Why Smaller Banks Pay the Price for Europe’s Doom Loop
Government bond holdings are a bigger part of smaller banks’ balance sheets
By Paul J. Davies
Europe is getting closer to breaking the doom-loop between banks and their national governments. For Italy and Spain, this could prove costly.
The problem is that many European banks still treat bonds from their own governments as if they were entirely risk free: that means they hold no capital against them. This makes such debt attractive to own, even at very low prevailing interest rates, and helps keep borrowing costs at a bare minimum.
Forcing banks to hold capital against sovereign-bond exposures would mean they need to increase their total capital by between 2% and 25% under five different and progressively harsher scenarios calculated by Fitch Ratings. The most painful of these would entail a need for $170 billion in extra tier-one and tier-two capital across European banks. That would be unless they sold large chunks of their domestic sovereign bonds.

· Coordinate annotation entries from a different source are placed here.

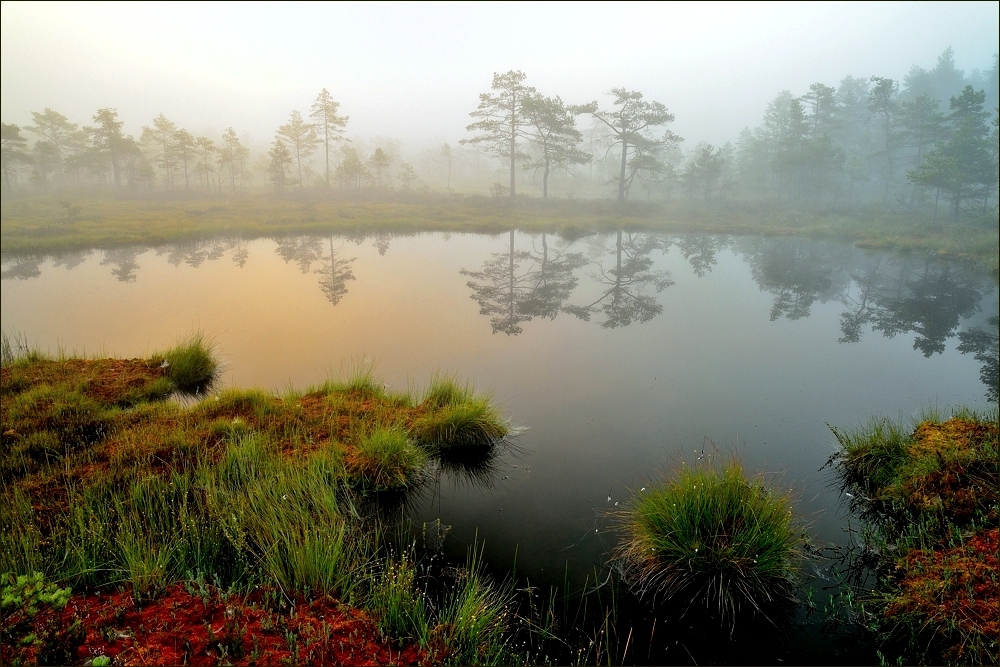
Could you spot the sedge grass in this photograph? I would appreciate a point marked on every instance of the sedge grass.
(39, 224)
(243, 488)
(713, 536)
(388, 459)
(191, 365)
(456, 419)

And while that sounds like a lot, consider that the requirement will fall disproportionately on smaller banks.
The biggest banks in Europe all tend to hold capital against government bonds already, plus they hold bonds from more governments. Fitch reckons none of Europe’s 12 globally systemically important banks breaches rules that say banks’ exposures to a single borrower shouldn’t exceed 25% of its capital base. Nordea NRBAY -0.90 % has the greatest exposure at about 20%.
European regulators already see Italian banks as needing more capital, while the government is trying to force consolidation to take out excess capacity and help the industry tackle its bad-loan mountain. Some of those are struggling to raise equity as it is.
When it comes to putting up capital against domestic bonds, they looked damned if they do, doom-looped if they don’t.